Noten is burgemeester van de Overijsselse gemeente Dalfsen en de afgelopen jaren was hij voorzitter van de commissie ‘Transitie Sociaal Domein’. Vanuit die functie heeft hij toegezien op de ingrijpende decentralisaties van de Jeugdzorg, de wet maatschappelijke ondersteuning (WMO) en de participatiewet. Noten vraagt zich af of er wel goed wordt gekeken naar de grote personeelstekorten in de ouderenzorg. ‘Het personeelstekort in de zorg is deels een eigen gecreëerd probleem’.
Eigen schuld
Thuiszorginstellingen moeten nieuwe cliënten die zorg nodig hebben geregeld weigeren omdat er niet genoeg verpleegkundigen zijn. Mensen die eigenlijk naar huis kunnen, blijven daarom langer liggen in het ziekenhuis dan nodig is. Op dit moment zijn er 30.000 openstaande vacatures in de ouderenzorg. De voorspelling is dat er over 5 jaar zelfs 125.000 werknemers te weinig zijn in de ouderenzorg.
‘Eigenlijk heb je steeds meer mensen nodig die niet direct gerelateerd zijn aan de zorg. Als mensen langer thuis blijven hebben ze meer medische zorg nodig. Maar als je goed kijkt naar de ontwikkelingen op dit moment zou je ook kunnen zeggen dat er veel meer vragen zijn over de dienstverlening aan ouderen. En misschien zijn die nog wel belangrijker,’ aldus Noten.
Verschillende partijen in de zorg wijzen op de invloed die technologie kan hebben op de zorgverlening. Ook Noten denkt dat we niet alleen verpleegkundigen, maar ook andersoortige mensen nodig hebben. ’Over 10 jaar komt het er op neer dat een ICT‘er ervoor zorgt dat ik vanuit huis makkelijk kan communiceren met mijn kinderen en kleinkinderen. Nu zeggen we: ‘Dat is geen zorg’. Maar daar ben ik het niet mee eens. Als je op een andere manier naar de arbeidsmarkt kijkt, heb je misschien niet alleen verpleegkundigen nodig, maar ook meer klusjesmannen, ICT’ers en gewone helpenden. Het begrip zorg is en wordt veel ruimer dan dat het nu is.’
Te weinig studenten
In de wijkverpleging gaat op dit moment veel aandacht uit naar de hbo-verpleegkundige.
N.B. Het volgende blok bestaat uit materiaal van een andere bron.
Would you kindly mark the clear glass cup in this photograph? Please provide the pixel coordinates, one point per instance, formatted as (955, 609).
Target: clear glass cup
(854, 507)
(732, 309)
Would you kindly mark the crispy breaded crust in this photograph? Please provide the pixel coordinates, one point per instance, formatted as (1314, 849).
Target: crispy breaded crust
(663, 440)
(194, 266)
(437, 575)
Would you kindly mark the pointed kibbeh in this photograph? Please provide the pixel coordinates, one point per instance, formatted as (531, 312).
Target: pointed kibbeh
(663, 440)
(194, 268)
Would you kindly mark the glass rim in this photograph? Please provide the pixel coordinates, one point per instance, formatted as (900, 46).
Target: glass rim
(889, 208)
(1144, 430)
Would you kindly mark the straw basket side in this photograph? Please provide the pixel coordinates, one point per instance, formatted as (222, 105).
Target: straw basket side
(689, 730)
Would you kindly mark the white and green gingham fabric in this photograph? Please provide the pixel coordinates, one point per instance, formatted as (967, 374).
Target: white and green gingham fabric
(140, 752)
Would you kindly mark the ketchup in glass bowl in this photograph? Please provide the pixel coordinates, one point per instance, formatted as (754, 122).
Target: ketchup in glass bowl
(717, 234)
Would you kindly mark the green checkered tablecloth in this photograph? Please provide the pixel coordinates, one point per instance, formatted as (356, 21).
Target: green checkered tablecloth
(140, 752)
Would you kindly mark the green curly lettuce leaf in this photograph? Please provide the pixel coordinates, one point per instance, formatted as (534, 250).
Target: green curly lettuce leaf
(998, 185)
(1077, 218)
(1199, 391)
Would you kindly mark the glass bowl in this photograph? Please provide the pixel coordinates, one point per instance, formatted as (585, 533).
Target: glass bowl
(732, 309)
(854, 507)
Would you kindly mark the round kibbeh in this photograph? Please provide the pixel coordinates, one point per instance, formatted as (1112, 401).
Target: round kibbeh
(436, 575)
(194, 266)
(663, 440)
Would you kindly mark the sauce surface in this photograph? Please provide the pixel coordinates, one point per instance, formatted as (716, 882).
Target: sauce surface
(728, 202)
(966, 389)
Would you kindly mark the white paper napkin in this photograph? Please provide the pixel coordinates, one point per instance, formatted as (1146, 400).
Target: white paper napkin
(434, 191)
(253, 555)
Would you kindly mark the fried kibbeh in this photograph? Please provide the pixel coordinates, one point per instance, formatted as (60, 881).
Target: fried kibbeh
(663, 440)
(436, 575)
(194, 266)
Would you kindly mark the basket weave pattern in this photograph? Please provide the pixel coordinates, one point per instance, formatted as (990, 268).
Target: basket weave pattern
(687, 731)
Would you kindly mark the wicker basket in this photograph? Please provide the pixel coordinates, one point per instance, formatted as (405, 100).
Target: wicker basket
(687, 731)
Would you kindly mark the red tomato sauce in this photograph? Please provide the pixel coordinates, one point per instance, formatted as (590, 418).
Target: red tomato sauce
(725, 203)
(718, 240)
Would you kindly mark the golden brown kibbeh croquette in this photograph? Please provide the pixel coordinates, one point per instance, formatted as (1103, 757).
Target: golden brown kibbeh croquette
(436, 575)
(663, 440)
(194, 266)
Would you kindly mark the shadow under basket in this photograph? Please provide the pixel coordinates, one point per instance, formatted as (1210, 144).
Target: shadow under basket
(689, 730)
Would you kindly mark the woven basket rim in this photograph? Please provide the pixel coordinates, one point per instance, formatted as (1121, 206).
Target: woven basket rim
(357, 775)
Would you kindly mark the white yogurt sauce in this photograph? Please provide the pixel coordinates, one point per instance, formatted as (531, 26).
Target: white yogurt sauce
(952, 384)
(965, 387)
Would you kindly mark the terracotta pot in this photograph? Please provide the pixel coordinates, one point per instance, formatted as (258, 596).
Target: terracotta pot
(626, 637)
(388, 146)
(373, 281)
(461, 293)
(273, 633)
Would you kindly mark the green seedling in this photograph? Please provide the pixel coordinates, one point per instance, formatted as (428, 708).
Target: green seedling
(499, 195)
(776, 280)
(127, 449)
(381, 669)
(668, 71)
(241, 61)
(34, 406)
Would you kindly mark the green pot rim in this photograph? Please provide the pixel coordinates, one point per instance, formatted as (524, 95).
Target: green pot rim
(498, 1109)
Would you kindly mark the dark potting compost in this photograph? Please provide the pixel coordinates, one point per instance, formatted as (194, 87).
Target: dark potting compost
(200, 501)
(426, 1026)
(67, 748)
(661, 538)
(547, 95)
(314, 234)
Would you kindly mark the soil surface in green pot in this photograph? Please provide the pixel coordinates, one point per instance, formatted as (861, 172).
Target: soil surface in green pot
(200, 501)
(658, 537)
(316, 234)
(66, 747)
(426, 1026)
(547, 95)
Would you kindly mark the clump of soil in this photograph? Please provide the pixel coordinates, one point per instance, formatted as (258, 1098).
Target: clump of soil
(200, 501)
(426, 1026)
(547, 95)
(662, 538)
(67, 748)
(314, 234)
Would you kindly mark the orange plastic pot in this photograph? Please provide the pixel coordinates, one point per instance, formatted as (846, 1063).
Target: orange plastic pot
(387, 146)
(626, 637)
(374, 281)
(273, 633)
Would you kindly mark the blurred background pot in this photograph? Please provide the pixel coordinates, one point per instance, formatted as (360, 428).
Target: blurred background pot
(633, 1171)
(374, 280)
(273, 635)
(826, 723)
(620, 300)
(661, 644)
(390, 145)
Die is binnen een team vaak ook een soort van manager en telefonist. De wijkverpleegkundige is daarnaast degene die bepaalt hoeveel zorg mensen thuis krijgen. Elk jaar studeren zo’n 2000 hbo’ers af op verpleegkunde. Daarvan kiest ongeveer maar 6% voor de wijkverpleging. Naast hbo’ers werken in de wijkzorg ook mbo-verpleegkundigen. En ook daar is inmiddels een tekort aan. Als klap op de vuurpijl daalt in sommige regio’s bovendien ook nog het aantal mbo-studenten dat kiest voor de opleiding tot verpleegkundige.
Om het tekort aan medewerkers aan te pakken hebben alle betrokken partijen in de zorg de zogenaamde ‘Arbeidsmarktagenda 2023’ in het leven geroepen. In dit plan wordt vooral gepleit voor het verbeteren van het imago van de ouderenzorg en de wijkverpleging bij nieuwe studenten. Voorlopig is het nog wachten op een concrete invulling van die agenda in de praktijk. Om te voorkomen dat er over 5 jaar 125.000 medewerkers te weinig zijn in de zorg, zouden er nu per jaar gemiddeld 25.000 mensen meer moeten kiezen voor werken in de thuiszorg.